Audio By Carbonatix
Some officials of the Ghana Education Service (GES) colluded with invigilators, accepting as little as GH¢60 to allow candidates to cheat in the 2025 Basic Education Certificate Examinations (BECE).
This revelation is contained in the latest JoyNews Hotline documentary, Dark World of BECE, produced by GH Probe investigative journalist Francisca Enchill.
At the Derby Avenue RC Basic School in Accra, investigators found that invigilators were promised GH¢60 daily to look the other way as candidates smuggled mobile phones into examination halls, used artificial intelligence tools such as ChatGPT and even received solved questions directly from officials.
The probe also uncovered that at St. George’s Anglican, supervisors distributed envelopes containing GH¢400 to invigilators, while candidates themselves were instructed to make daily payments.
By the final paper, invigilators had even introduced an “Aseda Offertory,” where students contributed at least GH¢5 each in appreciation, with the pooled funds shared among invigilators.

“Any payment that is made in the course of the examination to an invigilator or supervisor is illegal. It is not coming from WAEC.
"WAEC does not pay money in the course of the examination. We don’t do that,” said John Kapi, Head of Public Affairs at the West African Examinations Council (WAEC).

The investigation revealed that malpractice was carefully organised: invigilators dictated answers, circulated handwritten and printed solutions, https://help.healthserve.org.sg/ and collected the evidence before candidates left the halls.
Supervisors acted as lookouts against WAEC and National Security officials, ensuring the malpractice went undetected.

Civil society voices have warned that this culture of collusion is grooming children to see corruption as normal.
“We’re teaching children corruption in basic schools. Corruption 101 begins here. They grow up to normalise it, producing corrupt citizens and professionals,” Kofi Asare of Africa Education Watch said.
Acting Director-General of GES, Prof. Ernest Kofi Davis, stressed that staff caught aiding malpractice would not be spared.

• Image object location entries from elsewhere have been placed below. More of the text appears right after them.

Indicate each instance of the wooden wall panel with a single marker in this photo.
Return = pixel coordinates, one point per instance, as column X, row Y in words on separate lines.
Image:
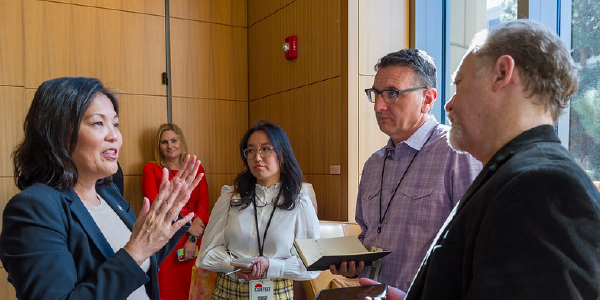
column 311, row 117
column 306, row 96
column 13, row 108
column 209, row 60
column 7, row 190
column 328, row 189
column 121, row 48
column 318, row 26
column 155, row 7
column 260, row 9
column 215, row 183
column 11, row 43
column 230, row 12
column 132, row 184
column 139, row 119
column 213, row 130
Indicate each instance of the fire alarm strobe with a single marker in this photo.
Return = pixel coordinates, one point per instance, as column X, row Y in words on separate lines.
column 291, row 47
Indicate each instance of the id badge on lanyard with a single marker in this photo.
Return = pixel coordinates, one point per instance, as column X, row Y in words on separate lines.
column 261, row 289
column 373, row 270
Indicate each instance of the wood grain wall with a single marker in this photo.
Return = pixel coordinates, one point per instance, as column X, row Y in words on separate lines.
column 122, row 42
column 306, row 96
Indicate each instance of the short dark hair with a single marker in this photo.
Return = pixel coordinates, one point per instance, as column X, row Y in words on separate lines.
column 418, row 60
column 50, row 132
column 291, row 175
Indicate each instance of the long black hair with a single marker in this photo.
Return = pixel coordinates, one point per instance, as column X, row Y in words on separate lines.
column 290, row 173
column 50, row 132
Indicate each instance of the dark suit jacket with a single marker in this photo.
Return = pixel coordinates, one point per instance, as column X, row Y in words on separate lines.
column 52, row 248
column 528, row 228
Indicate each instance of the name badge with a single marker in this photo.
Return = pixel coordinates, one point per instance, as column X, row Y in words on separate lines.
column 373, row 270
column 261, row 289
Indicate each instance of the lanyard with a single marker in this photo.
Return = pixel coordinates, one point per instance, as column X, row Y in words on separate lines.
column 382, row 217
column 261, row 247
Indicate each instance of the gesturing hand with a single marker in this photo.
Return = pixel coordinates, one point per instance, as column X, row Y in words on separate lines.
column 157, row 223
column 259, row 266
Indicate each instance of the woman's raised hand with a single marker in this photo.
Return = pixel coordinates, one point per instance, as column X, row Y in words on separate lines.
column 157, row 223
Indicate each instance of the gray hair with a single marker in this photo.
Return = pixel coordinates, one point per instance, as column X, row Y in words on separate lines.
column 543, row 59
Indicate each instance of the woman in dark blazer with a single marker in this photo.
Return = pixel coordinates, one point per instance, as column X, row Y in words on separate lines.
column 69, row 234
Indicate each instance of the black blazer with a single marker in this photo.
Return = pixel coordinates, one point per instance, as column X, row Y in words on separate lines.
column 52, row 249
column 528, row 228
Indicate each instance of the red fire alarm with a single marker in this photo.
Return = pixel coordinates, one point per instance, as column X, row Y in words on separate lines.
column 291, row 47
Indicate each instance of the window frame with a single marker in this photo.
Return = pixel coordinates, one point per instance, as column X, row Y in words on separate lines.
column 430, row 30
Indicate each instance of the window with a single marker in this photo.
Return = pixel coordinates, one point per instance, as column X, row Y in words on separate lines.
column 584, row 114
column 445, row 28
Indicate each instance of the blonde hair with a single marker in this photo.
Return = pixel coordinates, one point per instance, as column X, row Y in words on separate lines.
column 158, row 156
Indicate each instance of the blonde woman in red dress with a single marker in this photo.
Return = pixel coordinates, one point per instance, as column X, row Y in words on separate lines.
column 174, row 276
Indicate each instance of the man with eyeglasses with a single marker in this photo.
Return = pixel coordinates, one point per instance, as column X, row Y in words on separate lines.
column 410, row 186
column 529, row 226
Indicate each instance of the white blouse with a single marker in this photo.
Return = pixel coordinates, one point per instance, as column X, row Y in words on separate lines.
column 231, row 233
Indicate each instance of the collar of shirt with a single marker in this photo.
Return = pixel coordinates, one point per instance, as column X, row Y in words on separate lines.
column 416, row 140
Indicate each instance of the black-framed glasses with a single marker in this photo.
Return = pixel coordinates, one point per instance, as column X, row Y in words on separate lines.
column 265, row 152
column 389, row 96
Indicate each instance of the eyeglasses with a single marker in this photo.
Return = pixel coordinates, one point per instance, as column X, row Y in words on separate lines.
column 389, row 96
column 265, row 152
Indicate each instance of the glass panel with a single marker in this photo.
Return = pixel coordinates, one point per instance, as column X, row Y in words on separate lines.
column 467, row 18
column 584, row 130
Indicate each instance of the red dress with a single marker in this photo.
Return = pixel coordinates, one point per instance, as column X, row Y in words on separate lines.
column 174, row 277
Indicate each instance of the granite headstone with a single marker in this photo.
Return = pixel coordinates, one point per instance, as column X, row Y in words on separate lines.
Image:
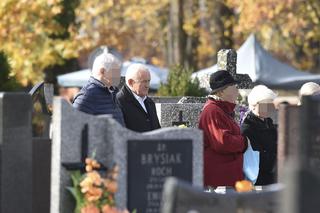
column 181, row 197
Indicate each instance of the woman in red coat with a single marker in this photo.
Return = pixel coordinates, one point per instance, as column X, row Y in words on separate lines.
column 223, row 143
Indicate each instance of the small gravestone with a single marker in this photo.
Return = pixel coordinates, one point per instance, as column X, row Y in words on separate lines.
column 288, row 135
column 227, row 60
column 181, row 197
column 154, row 160
column 144, row 159
column 75, row 135
column 15, row 153
column 165, row 99
column 190, row 99
column 302, row 172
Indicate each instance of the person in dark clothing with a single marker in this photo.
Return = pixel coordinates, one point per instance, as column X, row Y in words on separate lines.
column 97, row 97
column 262, row 132
column 138, row 109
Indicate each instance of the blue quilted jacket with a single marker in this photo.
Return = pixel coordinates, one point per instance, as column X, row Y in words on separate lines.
column 96, row 99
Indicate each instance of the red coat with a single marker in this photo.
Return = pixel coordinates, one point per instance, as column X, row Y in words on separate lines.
column 223, row 144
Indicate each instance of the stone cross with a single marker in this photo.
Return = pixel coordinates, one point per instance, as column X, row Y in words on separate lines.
column 227, row 60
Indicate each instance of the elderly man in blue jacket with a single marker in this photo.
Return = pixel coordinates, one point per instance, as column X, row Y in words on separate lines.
column 97, row 97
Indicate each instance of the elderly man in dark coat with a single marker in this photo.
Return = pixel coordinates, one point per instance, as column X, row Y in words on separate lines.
column 138, row 109
column 97, row 97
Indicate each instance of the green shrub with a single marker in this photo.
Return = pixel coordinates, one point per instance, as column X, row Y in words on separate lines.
column 180, row 84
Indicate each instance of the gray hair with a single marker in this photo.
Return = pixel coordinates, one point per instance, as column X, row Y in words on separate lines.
column 133, row 70
column 107, row 61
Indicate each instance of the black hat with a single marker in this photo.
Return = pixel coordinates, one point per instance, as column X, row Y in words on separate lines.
column 220, row 80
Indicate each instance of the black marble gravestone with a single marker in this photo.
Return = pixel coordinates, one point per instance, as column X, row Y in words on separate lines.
column 149, row 163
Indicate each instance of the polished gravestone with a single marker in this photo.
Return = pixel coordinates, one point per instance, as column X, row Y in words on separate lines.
column 181, row 197
column 144, row 159
column 302, row 170
column 175, row 114
column 15, row 153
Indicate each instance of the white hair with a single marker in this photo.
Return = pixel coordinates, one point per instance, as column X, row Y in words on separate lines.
column 133, row 71
column 260, row 93
column 105, row 60
column 309, row 88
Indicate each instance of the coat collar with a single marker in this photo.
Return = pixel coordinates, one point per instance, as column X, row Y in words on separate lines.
column 224, row 105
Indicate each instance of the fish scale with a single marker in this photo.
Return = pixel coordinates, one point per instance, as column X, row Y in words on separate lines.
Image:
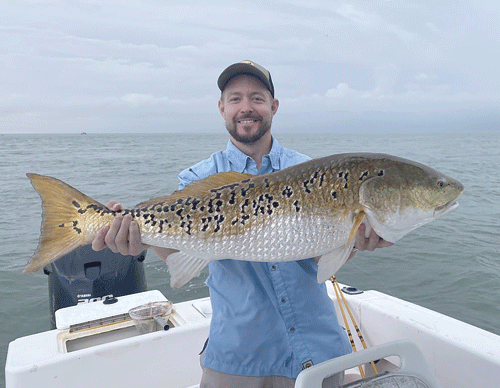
column 308, row 210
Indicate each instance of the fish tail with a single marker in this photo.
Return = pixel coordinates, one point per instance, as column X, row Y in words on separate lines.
column 63, row 220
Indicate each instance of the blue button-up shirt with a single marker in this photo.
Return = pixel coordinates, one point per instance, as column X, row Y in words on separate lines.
column 268, row 318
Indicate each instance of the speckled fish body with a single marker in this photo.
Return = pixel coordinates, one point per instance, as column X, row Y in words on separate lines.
column 307, row 210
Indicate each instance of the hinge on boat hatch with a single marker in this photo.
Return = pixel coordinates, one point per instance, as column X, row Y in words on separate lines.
column 99, row 322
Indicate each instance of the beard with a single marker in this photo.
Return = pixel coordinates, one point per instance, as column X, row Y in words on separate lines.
column 248, row 138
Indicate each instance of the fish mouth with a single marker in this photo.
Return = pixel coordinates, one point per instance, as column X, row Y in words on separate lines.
column 446, row 208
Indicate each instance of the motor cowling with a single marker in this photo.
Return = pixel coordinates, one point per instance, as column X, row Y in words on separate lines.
column 86, row 276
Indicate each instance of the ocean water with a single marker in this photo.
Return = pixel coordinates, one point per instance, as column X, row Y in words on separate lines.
column 451, row 265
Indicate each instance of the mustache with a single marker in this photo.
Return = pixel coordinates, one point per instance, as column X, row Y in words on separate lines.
column 249, row 116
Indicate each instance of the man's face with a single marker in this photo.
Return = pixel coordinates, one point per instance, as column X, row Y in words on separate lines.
column 247, row 108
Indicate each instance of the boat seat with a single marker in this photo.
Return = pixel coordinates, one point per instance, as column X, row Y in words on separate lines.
column 413, row 371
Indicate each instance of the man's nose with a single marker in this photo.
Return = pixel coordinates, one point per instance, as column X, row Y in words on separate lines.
column 246, row 106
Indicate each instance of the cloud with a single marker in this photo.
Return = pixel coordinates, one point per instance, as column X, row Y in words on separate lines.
column 65, row 65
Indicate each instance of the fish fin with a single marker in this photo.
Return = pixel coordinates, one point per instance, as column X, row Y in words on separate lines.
column 331, row 262
column 358, row 220
column 200, row 186
column 213, row 182
column 183, row 267
column 60, row 231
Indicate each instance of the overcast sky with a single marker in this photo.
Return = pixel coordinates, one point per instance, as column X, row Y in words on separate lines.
column 152, row 66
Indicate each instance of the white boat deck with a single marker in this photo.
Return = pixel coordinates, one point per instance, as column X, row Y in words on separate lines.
column 113, row 353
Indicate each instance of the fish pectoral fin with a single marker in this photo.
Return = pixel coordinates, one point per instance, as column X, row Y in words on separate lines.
column 183, row 267
column 331, row 262
column 358, row 220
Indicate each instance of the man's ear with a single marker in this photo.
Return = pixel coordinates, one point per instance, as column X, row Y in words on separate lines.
column 221, row 107
column 275, row 105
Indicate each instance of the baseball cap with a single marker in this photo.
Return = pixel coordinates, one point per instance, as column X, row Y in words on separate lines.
column 246, row 67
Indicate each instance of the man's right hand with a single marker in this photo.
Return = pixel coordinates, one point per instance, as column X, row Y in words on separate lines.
column 124, row 236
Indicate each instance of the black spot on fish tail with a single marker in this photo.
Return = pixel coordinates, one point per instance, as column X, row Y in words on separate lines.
column 233, row 197
column 78, row 230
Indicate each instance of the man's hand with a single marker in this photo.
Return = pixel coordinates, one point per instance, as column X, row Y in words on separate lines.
column 371, row 243
column 362, row 243
column 124, row 236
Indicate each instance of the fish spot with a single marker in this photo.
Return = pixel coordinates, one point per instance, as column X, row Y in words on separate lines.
column 232, row 200
column 195, row 204
column 321, row 179
column 364, row 175
column 78, row 230
column 287, row 192
column 244, row 205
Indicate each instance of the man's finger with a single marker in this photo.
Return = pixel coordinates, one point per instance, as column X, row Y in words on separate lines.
column 98, row 242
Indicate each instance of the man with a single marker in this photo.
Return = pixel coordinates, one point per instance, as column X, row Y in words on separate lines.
column 270, row 320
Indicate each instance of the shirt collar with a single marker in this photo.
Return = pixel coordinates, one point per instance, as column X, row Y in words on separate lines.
column 239, row 159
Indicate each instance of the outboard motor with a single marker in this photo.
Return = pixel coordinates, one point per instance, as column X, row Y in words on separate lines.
column 84, row 276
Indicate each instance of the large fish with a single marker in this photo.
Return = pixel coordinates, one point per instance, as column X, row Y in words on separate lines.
column 311, row 209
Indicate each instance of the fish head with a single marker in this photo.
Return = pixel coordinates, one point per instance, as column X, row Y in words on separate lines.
column 405, row 196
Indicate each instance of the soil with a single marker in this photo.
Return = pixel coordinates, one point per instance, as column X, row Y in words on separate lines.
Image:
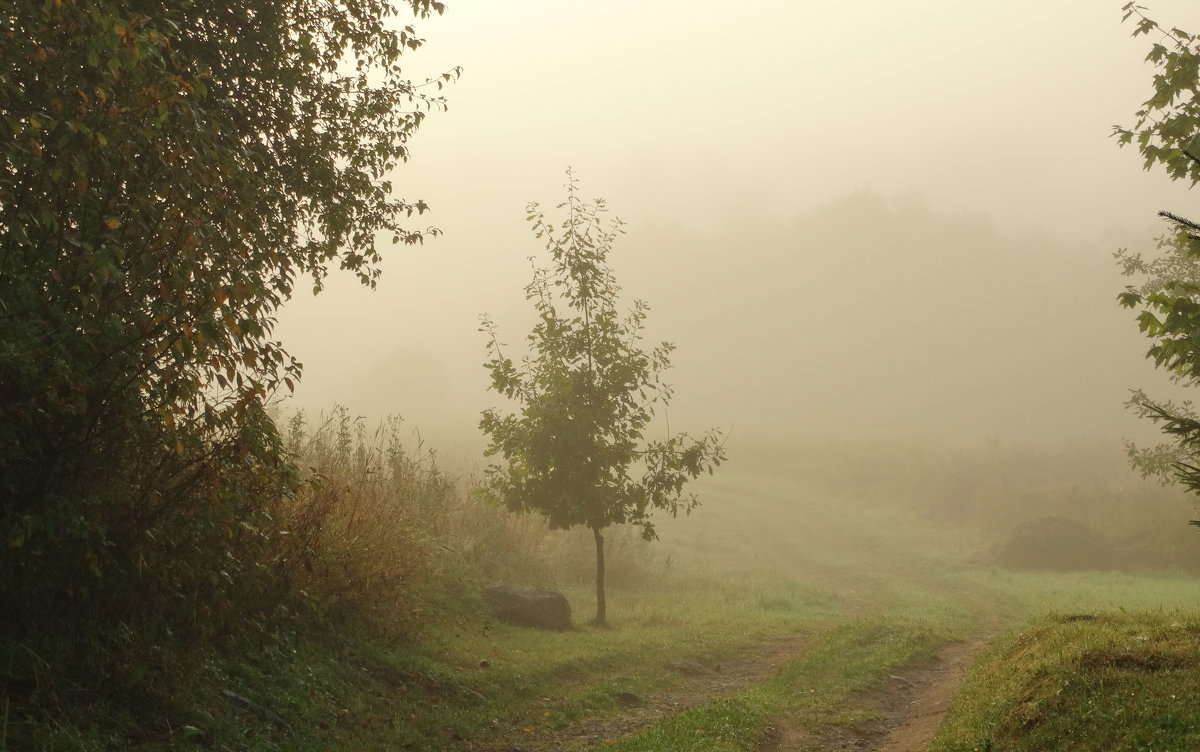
column 697, row 685
column 910, row 707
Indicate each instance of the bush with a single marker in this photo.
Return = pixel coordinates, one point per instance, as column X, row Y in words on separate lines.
column 1056, row 543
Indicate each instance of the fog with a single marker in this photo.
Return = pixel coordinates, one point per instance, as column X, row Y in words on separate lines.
column 856, row 220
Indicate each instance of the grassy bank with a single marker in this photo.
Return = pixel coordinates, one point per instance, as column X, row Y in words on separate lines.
column 1084, row 681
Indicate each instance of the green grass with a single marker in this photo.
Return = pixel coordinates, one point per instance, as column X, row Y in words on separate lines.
column 815, row 691
column 1110, row 681
column 871, row 588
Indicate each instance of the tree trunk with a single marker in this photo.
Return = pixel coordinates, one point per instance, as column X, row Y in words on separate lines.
column 600, row 601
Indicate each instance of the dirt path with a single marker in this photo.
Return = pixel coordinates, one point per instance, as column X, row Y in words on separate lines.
column 911, row 708
column 697, row 685
column 911, row 705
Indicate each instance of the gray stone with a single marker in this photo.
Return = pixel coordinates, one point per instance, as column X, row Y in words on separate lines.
column 544, row 609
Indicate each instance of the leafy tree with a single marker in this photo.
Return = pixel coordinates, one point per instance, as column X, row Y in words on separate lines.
column 1167, row 133
column 169, row 172
column 587, row 391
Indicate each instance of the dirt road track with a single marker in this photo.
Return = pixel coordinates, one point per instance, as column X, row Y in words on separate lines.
column 911, row 708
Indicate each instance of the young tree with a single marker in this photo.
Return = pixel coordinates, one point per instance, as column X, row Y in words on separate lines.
column 168, row 173
column 587, row 391
column 1167, row 132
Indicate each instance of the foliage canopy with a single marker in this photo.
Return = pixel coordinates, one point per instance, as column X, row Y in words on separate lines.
column 1167, row 133
column 169, row 172
column 587, row 391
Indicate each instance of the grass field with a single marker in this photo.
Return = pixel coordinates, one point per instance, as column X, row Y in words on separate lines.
column 856, row 589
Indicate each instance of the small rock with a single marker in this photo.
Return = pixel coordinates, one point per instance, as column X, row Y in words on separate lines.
column 690, row 668
column 629, row 698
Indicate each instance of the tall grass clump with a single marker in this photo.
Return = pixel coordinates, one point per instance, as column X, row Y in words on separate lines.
column 365, row 535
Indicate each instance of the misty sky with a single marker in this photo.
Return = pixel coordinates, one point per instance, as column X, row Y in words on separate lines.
column 857, row 218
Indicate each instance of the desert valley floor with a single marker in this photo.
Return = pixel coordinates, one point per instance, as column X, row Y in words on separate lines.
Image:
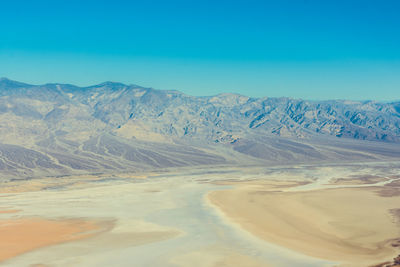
column 302, row 215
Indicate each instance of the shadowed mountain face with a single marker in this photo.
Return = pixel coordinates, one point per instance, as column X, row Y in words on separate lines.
column 58, row 129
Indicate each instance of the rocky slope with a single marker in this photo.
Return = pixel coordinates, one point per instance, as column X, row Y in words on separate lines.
column 58, row 129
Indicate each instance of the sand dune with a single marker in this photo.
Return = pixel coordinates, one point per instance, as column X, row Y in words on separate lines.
column 353, row 226
column 25, row 234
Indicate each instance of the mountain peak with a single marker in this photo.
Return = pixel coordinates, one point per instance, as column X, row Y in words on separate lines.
column 6, row 83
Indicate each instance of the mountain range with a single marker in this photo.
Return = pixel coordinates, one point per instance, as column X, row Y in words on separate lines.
column 62, row 129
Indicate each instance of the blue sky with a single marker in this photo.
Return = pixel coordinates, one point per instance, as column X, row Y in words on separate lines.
column 304, row 49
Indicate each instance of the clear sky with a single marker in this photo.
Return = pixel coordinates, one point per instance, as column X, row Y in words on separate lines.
column 311, row 49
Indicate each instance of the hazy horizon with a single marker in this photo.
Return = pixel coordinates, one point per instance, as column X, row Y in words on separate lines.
column 301, row 49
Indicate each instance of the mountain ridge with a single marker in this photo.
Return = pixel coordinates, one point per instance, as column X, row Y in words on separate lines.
column 128, row 127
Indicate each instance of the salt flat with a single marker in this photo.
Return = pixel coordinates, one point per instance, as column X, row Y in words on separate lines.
column 223, row 216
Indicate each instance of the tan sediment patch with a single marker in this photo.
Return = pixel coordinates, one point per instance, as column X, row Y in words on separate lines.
column 348, row 225
column 25, row 234
column 9, row 211
column 358, row 180
column 265, row 185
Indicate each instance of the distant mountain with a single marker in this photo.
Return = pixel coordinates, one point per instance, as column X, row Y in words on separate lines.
column 61, row 129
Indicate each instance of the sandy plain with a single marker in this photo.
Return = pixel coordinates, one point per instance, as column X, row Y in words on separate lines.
column 225, row 216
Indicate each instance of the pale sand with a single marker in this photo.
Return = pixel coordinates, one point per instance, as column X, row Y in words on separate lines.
column 25, row 234
column 348, row 225
column 9, row 211
column 216, row 256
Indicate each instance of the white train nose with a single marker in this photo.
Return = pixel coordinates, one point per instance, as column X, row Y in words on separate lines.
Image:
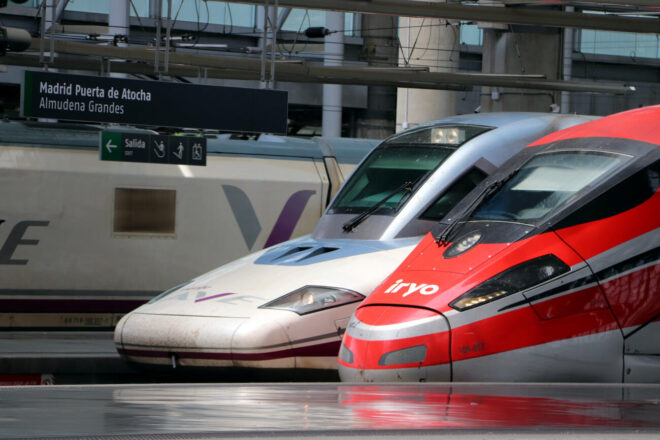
column 202, row 341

“We cannot work with staff who cheat. Why keep someone who carries questions to students in an exam hall instead of teaching them in class? Nobody wants to be operated on by a doctor who cheated their way through. We must stop this.”
In 2025, WAEC recorded 43 arrests nationwide for malpractices, including supervisors, teachers and administrators. The Council says that with adequate resources, it could recruit invigilators of higher integrity to curb the menace.
The full documentary airs on Monday, 8th September, 2025 on JoyNews’ AM Show, Joy FM’s Super Morning Show, and Joy Prime’s Prime Morning.